Fellow: Awarded 2007
Field of Study: History of Science and Technology

Competition: US & Canada

Pamela O. Long is an independent historian who studies late medieval and Renaissance European history and the history of science and technology. Her focus has been craft and practical traditions and their relationships to traditions of learning.  She is codirector (with David McGee and Alan M. Stahl [Guggenheim Fellow, 2008]) of the Michael of Rhodes project, the creation of a three-volume facsimile edition of a book written by a fifteenth-century oarsman who worked on Venetian galleys between 1401 and 1445.  The book contains the first extant treatise on shipbuilding, a treatise on methematics, and Michael’s autobiography.  It has been published by MIT Press in 2009.  For more information on that project, see Ms. Long’s website.
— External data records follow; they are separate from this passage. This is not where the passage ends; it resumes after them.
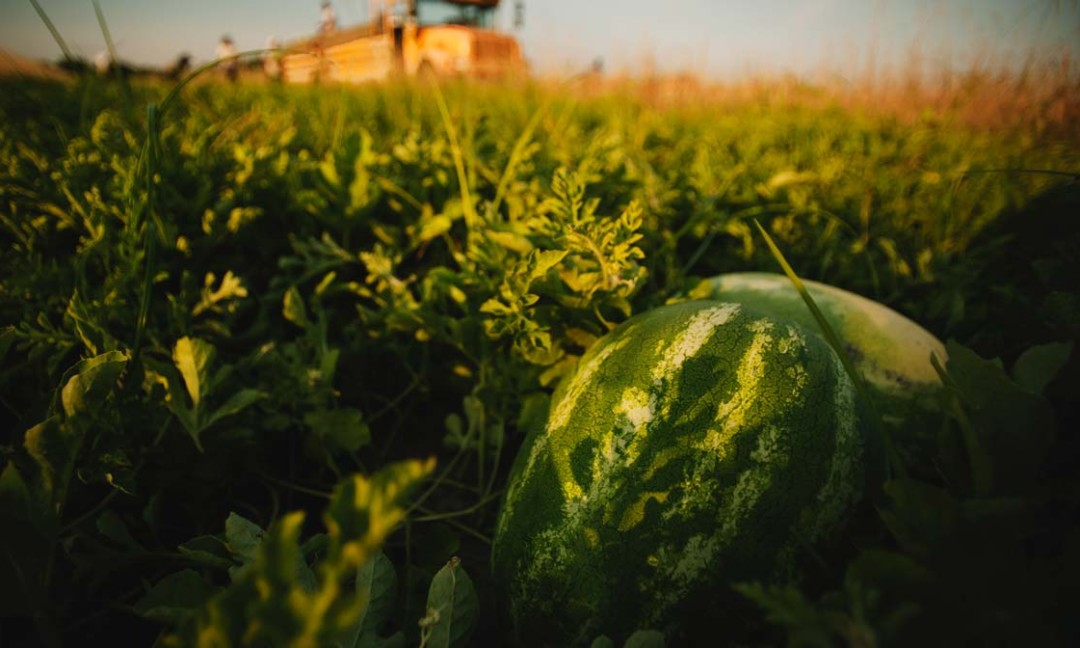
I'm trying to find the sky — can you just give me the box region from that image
[1,0,1077,79]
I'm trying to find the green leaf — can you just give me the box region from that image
[173,337,216,408]
[879,479,960,555]
[343,551,398,647]
[96,510,142,549]
[24,416,76,506]
[171,461,434,646]
[624,629,666,648]
[530,249,569,279]
[590,637,616,648]
[422,556,478,648]
[734,582,835,646]
[845,549,932,594]
[324,457,436,567]
[225,512,267,580]
[193,271,248,316]
[417,213,453,244]
[283,285,310,328]
[944,341,1056,492]
[178,535,234,570]
[305,407,371,452]
[485,229,533,254]
[60,350,128,419]
[222,511,315,591]
[1012,341,1072,395]
[205,388,266,429]
[134,569,217,625]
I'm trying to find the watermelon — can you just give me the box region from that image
[695,272,947,467]
[492,300,868,646]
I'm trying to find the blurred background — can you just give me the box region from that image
[2,0,1077,79]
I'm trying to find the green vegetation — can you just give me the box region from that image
[1,74,1077,646]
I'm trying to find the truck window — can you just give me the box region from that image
[415,0,495,28]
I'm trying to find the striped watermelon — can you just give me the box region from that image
[695,272,947,467]
[492,300,868,646]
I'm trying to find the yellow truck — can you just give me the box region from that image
[281,0,525,84]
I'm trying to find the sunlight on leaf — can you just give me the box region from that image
[173,337,215,408]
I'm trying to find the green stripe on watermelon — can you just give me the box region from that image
[692,272,946,473]
[493,301,868,646]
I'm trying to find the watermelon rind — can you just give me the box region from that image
[493,300,868,646]
[695,272,948,471]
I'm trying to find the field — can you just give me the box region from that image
[1,71,1078,646]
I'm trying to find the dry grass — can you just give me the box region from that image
[0,48,69,81]
[552,53,1079,142]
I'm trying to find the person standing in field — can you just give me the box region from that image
[262,36,282,81]
[320,2,338,34]
[94,50,111,75]
[216,35,239,82]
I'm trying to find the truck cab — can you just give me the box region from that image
[282,0,524,83]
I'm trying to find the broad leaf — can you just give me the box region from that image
[1012,341,1072,395]
[225,512,266,581]
[283,285,310,328]
[96,510,142,549]
[944,341,1055,493]
[173,337,215,408]
[60,350,128,419]
[134,570,217,625]
[422,556,478,648]
[205,388,266,429]
[343,551,398,648]
[624,629,666,648]
[305,407,371,452]
[178,535,234,570]
[23,416,75,506]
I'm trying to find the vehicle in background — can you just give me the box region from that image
[281,0,524,84]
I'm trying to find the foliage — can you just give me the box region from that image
[736,341,1075,646]
[0,74,1077,646]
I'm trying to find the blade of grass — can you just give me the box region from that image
[27,0,74,62]
[430,79,477,243]
[930,353,992,496]
[91,0,135,114]
[91,0,118,69]
[960,167,1079,180]
[490,93,550,218]
[753,219,906,480]
[133,103,160,356]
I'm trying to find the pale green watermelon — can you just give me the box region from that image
[492,300,868,646]
[695,272,947,466]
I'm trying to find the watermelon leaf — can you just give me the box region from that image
[60,350,128,419]
[343,551,398,647]
[420,556,478,648]
[134,569,217,625]
[1012,341,1072,395]
[178,534,234,570]
[173,337,215,408]
[623,629,666,647]
[941,341,1055,493]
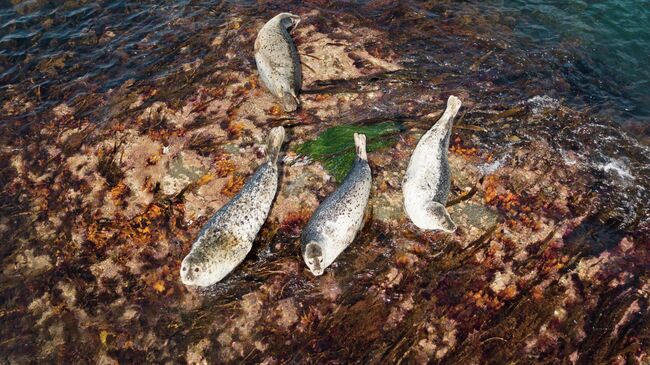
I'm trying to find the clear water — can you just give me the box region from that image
[476,0,650,124]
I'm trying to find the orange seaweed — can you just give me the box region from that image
[215,159,236,177]
[221,174,245,197]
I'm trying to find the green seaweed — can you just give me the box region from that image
[296,122,402,181]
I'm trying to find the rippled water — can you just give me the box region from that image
[1,1,219,123]
[2,0,649,133]
[476,0,650,125]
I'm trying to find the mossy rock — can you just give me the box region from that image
[297,122,402,181]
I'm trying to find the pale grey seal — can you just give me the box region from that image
[402,95,462,232]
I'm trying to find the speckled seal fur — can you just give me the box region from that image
[254,13,302,112]
[301,133,372,276]
[180,127,285,287]
[403,95,462,232]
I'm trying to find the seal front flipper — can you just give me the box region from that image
[254,51,275,96]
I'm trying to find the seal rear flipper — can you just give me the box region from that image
[281,92,299,112]
[445,95,462,117]
[436,95,462,122]
[353,133,367,160]
[266,126,286,164]
[427,95,462,134]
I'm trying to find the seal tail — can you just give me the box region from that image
[266,126,285,164]
[353,133,367,160]
[281,93,299,112]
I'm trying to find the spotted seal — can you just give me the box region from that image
[180,127,285,286]
[301,133,372,276]
[254,12,302,112]
[402,95,462,232]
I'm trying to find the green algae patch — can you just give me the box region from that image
[297,122,402,181]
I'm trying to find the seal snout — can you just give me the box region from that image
[180,255,203,285]
[310,265,324,277]
[441,216,457,233]
[304,242,324,276]
[180,256,193,285]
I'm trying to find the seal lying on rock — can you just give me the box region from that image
[254,12,302,112]
[180,127,285,287]
[301,133,372,276]
[402,95,462,232]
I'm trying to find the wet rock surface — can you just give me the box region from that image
[1,1,649,364]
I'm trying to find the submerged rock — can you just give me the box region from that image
[161,153,206,196]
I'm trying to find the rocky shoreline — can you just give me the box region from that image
[1,4,648,364]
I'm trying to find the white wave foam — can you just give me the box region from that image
[527,95,560,115]
[478,155,508,175]
[596,159,634,180]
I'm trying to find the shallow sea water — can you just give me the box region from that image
[477,0,650,124]
[2,1,649,132]
[0,1,648,364]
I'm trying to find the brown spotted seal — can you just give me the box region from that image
[181,127,285,286]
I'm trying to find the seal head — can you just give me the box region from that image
[415,202,457,233]
[304,242,324,276]
[181,232,250,287]
[278,12,300,31]
[180,254,212,287]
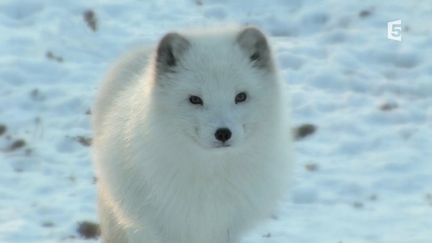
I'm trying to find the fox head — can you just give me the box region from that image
[149,26,282,151]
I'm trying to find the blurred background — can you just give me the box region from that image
[0,0,431,242]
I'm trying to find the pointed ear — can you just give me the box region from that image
[236,27,273,70]
[156,32,190,73]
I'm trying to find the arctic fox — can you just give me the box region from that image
[92,26,293,243]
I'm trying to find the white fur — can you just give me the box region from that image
[92,26,293,243]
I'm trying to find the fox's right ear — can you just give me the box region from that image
[237,27,274,71]
[156,32,190,73]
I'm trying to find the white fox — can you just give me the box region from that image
[92,25,293,243]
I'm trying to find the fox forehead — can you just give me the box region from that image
[155,26,274,83]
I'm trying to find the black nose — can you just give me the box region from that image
[215,128,232,143]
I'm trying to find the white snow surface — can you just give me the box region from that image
[0,0,431,242]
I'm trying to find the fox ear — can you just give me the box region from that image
[156,32,190,73]
[237,27,273,70]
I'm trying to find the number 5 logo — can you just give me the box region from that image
[387,19,402,41]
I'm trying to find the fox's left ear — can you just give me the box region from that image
[156,32,190,73]
[236,27,274,70]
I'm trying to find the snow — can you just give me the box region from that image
[0,0,431,242]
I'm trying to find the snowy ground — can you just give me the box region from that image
[0,0,431,242]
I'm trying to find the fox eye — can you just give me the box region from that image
[250,52,260,61]
[235,92,247,104]
[189,95,203,105]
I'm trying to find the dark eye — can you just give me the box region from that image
[250,52,260,61]
[189,95,203,105]
[235,92,247,104]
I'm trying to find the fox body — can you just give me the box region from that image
[92,26,293,243]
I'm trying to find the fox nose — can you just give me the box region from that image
[215,128,232,143]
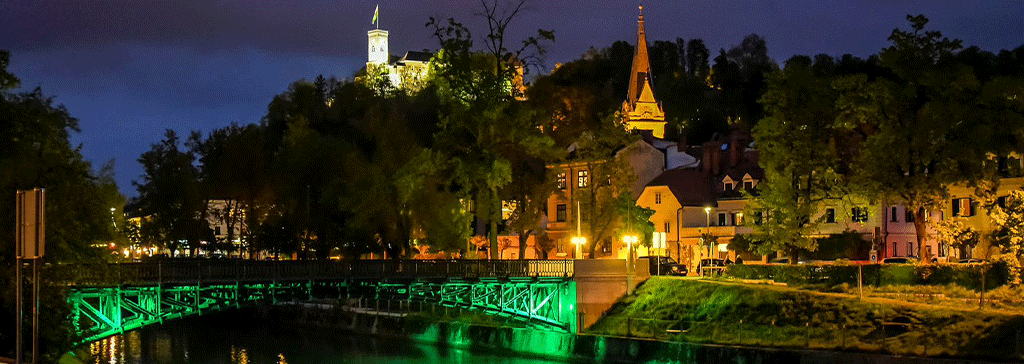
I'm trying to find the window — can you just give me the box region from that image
[743,180,754,190]
[754,211,763,225]
[892,242,898,257]
[891,207,898,222]
[905,209,914,223]
[664,222,671,234]
[718,212,727,226]
[825,208,836,223]
[723,181,734,191]
[577,170,589,188]
[998,196,1008,208]
[655,193,661,204]
[730,212,739,226]
[927,245,932,258]
[907,242,915,257]
[555,204,567,222]
[215,226,222,236]
[952,198,974,217]
[556,172,566,189]
[939,242,946,257]
[851,207,869,223]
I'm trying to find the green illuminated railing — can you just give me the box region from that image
[63,259,594,345]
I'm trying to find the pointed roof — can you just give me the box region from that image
[627,5,654,106]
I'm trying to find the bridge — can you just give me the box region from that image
[58,259,632,345]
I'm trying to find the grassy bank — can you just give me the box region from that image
[588,278,1024,360]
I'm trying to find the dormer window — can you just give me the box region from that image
[742,174,756,190]
[722,177,735,192]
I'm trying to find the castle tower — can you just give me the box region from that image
[621,5,667,139]
[367,29,389,66]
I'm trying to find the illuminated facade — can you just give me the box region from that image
[365,15,432,91]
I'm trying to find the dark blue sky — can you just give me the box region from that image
[3,1,1023,196]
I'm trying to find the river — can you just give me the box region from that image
[72,310,577,364]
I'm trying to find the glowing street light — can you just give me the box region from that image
[623,235,639,273]
[571,236,587,259]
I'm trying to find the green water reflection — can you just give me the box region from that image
[81,312,574,364]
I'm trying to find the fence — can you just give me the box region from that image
[53,259,585,286]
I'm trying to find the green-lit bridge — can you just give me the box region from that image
[58,259,630,345]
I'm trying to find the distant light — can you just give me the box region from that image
[718,243,729,252]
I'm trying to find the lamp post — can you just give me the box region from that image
[623,235,638,273]
[704,206,712,257]
[572,201,586,259]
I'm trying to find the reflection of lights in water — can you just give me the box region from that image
[128,331,142,359]
[230,346,250,364]
[108,335,118,364]
[277,353,288,364]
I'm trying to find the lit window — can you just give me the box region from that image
[851,207,869,223]
[577,170,589,188]
[556,172,566,189]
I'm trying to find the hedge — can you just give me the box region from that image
[726,262,1008,291]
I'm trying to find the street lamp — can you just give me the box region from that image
[623,235,639,272]
[571,236,587,259]
[704,206,712,257]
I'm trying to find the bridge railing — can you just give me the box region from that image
[55,259,589,286]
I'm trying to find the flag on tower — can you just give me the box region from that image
[372,5,379,27]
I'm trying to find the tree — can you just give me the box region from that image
[988,190,1024,285]
[686,39,710,80]
[837,15,1020,263]
[134,130,211,256]
[750,55,850,263]
[427,0,554,258]
[0,50,125,360]
[934,217,980,260]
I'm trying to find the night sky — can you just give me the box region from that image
[3,1,1023,196]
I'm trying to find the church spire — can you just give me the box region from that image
[621,5,666,139]
[627,5,653,106]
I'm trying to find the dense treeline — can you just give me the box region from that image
[750,15,1024,265]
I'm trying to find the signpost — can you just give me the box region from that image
[16,188,45,364]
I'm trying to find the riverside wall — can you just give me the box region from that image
[272,302,985,364]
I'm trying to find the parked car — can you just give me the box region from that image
[882,257,919,264]
[637,256,688,276]
[957,258,985,264]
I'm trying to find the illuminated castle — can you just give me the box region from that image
[366,8,432,91]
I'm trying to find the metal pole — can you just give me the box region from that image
[32,258,39,364]
[15,257,22,364]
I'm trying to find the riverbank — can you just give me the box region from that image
[590,277,1024,361]
[274,296,1011,363]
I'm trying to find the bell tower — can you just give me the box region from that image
[367,29,389,66]
[621,5,666,139]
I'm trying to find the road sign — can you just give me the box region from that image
[16,188,45,258]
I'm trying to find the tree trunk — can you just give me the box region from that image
[789,245,800,265]
[914,206,930,264]
[518,230,530,260]
[489,190,499,259]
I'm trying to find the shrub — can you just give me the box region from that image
[727,262,1008,291]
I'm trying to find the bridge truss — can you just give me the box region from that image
[63,260,587,345]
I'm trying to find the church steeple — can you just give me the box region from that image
[627,5,652,106]
[621,5,666,139]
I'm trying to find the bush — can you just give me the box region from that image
[727,262,1008,291]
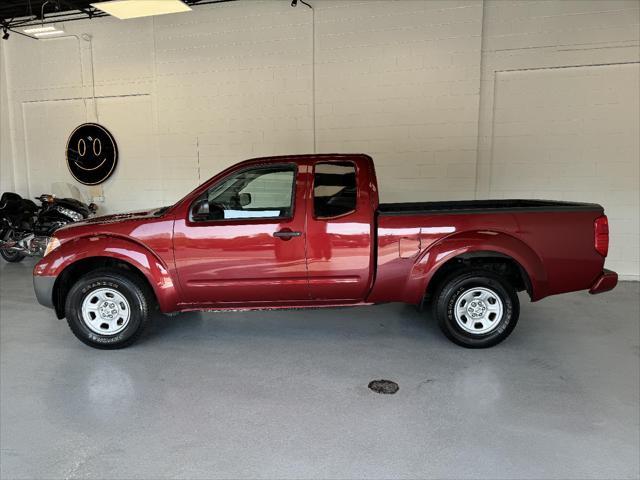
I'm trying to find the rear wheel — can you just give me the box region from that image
[0,229,26,263]
[433,269,519,348]
[65,269,152,349]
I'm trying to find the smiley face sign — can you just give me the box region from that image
[66,123,118,185]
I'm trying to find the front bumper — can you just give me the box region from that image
[33,275,56,308]
[589,269,618,295]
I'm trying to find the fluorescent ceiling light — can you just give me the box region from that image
[34,30,65,37]
[91,0,192,20]
[23,25,57,34]
[23,25,65,37]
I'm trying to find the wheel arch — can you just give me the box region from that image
[52,256,158,319]
[408,230,548,306]
[422,250,533,308]
[40,235,180,318]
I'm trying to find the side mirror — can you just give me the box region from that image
[238,192,252,207]
[191,199,210,221]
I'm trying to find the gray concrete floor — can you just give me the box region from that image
[1,258,638,480]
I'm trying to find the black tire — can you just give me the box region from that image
[0,230,26,263]
[65,269,152,349]
[433,269,519,348]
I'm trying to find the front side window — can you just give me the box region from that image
[313,162,357,218]
[192,164,296,221]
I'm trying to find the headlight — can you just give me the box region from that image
[44,237,61,257]
[54,206,83,222]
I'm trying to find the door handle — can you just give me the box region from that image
[273,229,302,240]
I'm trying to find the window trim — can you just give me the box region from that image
[188,163,298,224]
[312,160,358,220]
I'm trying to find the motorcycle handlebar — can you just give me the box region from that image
[35,194,55,203]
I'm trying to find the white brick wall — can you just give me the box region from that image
[0,0,638,277]
[0,2,315,211]
[315,0,483,202]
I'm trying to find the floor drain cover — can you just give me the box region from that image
[368,379,399,394]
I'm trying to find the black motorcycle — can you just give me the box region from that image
[0,192,97,262]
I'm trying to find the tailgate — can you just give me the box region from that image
[510,208,606,297]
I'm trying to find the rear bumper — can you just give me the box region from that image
[589,269,618,295]
[33,275,56,308]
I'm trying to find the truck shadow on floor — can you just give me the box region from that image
[139,303,448,347]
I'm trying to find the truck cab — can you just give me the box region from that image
[172,154,378,306]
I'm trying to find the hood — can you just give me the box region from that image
[56,206,169,231]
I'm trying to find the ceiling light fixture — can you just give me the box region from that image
[2,28,9,40]
[90,0,192,20]
[33,29,65,37]
[23,24,65,38]
[23,25,57,34]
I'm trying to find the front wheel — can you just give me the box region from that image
[433,269,520,348]
[0,229,26,263]
[65,269,152,349]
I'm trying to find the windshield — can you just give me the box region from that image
[51,182,86,202]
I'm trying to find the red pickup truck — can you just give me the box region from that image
[33,154,617,349]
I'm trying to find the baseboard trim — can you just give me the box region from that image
[619,274,639,282]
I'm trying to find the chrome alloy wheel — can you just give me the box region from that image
[81,288,131,335]
[453,287,504,335]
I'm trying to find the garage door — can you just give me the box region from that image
[490,63,640,279]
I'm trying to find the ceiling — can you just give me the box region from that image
[1,0,236,32]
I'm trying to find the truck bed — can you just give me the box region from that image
[371,198,607,304]
[378,199,602,216]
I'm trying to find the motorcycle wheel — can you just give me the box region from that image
[0,229,26,263]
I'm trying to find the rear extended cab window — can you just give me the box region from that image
[313,162,357,218]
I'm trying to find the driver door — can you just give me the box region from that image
[173,163,309,306]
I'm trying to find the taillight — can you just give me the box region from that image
[594,215,609,257]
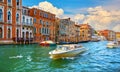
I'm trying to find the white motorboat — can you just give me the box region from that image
[107,41,118,48]
[49,44,86,59]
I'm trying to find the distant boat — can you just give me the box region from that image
[49,44,86,59]
[107,41,118,48]
[40,40,56,46]
[91,35,100,42]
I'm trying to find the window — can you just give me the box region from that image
[8,28,11,38]
[42,28,44,34]
[8,11,11,23]
[34,10,36,15]
[40,20,42,24]
[30,33,32,38]
[23,9,27,15]
[17,29,19,38]
[0,9,3,21]
[22,16,25,23]
[39,28,41,33]
[46,22,48,25]
[45,28,46,34]
[0,27,2,38]
[22,32,24,38]
[16,0,19,6]
[26,18,28,24]
[34,27,36,33]
[8,0,11,4]
[16,13,19,23]
[33,18,36,23]
[30,18,32,24]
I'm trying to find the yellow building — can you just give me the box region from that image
[79,24,92,42]
[116,32,120,41]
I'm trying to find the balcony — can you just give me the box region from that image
[8,3,12,7]
[17,22,21,25]
[22,22,33,26]
[7,20,12,24]
[17,6,21,10]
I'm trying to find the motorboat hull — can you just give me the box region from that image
[49,48,85,59]
[107,45,117,48]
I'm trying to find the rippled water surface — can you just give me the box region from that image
[0,41,120,72]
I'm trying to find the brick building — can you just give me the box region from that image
[0,0,22,43]
[28,8,56,42]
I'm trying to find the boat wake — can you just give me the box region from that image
[9,55,23,59]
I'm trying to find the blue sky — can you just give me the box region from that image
[23,0,105,14]
[22,0,119,14]
[22,0,120,31]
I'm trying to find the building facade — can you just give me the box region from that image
[79,24,92,42]
[28,8,55,42]
[74,24,80,42]
[0,0,22,43]
[116,32,120,41]
[99,30,116,41]
[21,6,33,43]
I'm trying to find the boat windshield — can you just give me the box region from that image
[56,45,69,50]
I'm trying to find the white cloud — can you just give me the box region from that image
[74,14,85,22]
[113,24,120,32]
[29,1,64,17]
[73,6,120,32]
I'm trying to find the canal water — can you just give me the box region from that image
[0,41,120,72]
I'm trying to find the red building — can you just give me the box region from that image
[99,30,116,41]
[28,8,56,42]
[0,0,22,43]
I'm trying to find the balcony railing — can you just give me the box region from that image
[16,21,20,25]
[8,3,12,6]
[22,22,33,26]
[7,20,12,24]
[17,6,21,10]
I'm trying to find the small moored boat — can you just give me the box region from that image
[49,44,86,59]
[40,40,56,46]
[107,41,118,48]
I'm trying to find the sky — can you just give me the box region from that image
[22,0,120,32]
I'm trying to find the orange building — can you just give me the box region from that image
[79,24,92,42]
[28,8,55,42]
[0,0,22,43]
[99,30,116,41]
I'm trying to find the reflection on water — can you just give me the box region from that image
[0,41,120,72]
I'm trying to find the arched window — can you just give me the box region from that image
[22,16,25,23]
[16,0,19,6]
[22,32,24,39]
[26,32,29,39]
[0,27,2,38]
[30,33,32,38]
[8,11,11,21]
[0,9,3,21]
[16,13,19,22]
[8,28,11,38]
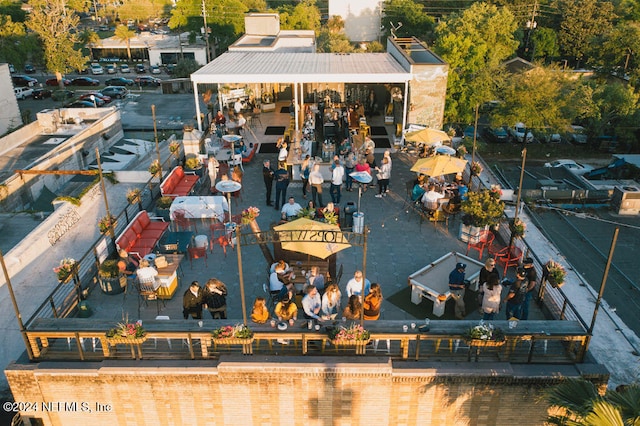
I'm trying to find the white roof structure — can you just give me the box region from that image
[191,52,411,84]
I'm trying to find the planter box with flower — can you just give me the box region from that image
[464,322,505,347]
[168,140,181,159]
[328,323,371,354]
[212,324,254,354]
[543,260,566,288]
[509,217,526,239]
[106,320,147,345]
[148,160,161,178]
[241,206,260,234]
[184,156,204,177]
[126,188,141,204]
[53,258,77,284]
[459,189,505,243]
[98,259,127,295]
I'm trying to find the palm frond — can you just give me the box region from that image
[545,379,601,418]
[584,401,625,426]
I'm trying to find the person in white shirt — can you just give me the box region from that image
[281,196,302,220]
[329,159,344,204]
[421,185,445,210]
[269,268,285,294]
[236,113,246,134]
[136,259,159,289]
[301,285,323,320]
[308,163,324,207]
[345,270,371,298]
[278,140,288,162]
[234,99,243,115]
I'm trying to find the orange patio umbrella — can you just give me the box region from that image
[273,218,351,259]
[410,155,468,177]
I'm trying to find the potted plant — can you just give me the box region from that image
[148,160,161,177]
[296,207,316,220]
[155,195,173,221]
[98,259,127,295]
[543,260,566,288]
[509,217,526,238]
[53,258,76,283]
[106,320,146,344]
[184,155,203,177]
[98,214,116,234]
[211,324,254,354]
[241,206,261,233]
[126,188,141,204]
[470,161,483,175]
[459,189,505,242]
[168,140,181,158]
[322,210,338,225]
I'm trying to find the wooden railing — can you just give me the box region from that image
[25,319,588,364]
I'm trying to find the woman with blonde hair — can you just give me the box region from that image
[363,283,383,320]
[321,283,341,319]
[250,297,270,324]
[342,295,362,320]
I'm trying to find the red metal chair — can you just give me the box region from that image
[466,230,495,260]
[209,220,226,251]
[213,234,235,256]
[187,246,208,268]
[173,209,197,233]
[494,246,523,275]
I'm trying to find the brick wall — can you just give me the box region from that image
[6,357,608,426]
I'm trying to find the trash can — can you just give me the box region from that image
[343,202,356,228]
[353,212,365,233]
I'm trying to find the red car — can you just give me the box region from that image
[79,92,112,104]
[45,78,71,87]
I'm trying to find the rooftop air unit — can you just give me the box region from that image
[611,185,640,215]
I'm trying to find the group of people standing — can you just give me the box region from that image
[449,257,538,321]
[182,279,228,320]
Her publications include Openness, Secrecy, Authorship: Technical Arts and the Culture of Knowledge from Antiquity to the Renaissance  (Johns Hopkins UP, 2001; rpt., 2004), winner of the Morris D. Forkosch Prize for the best book in intellectual history published in 2001; and "The Openness of Knowledge: An Idea and its Context in 16th-Century Writings on Mining and Metallurgy," Technology and Culture, 32 (April 1991): 864-884, winner of the 1993 Abbot Payson Usher Prize from the Society for the History of Technology (SHOT). She is coeditor of the series Historical Perspectives in Technology, Society, and Culture, published by SHOT and the American Historical Association (see http://www.historyoftechnology.org/booklets_intro.html).

Ms. Long is currently working on a cultural history of engineering in the city of Rome between 1560 and 1590.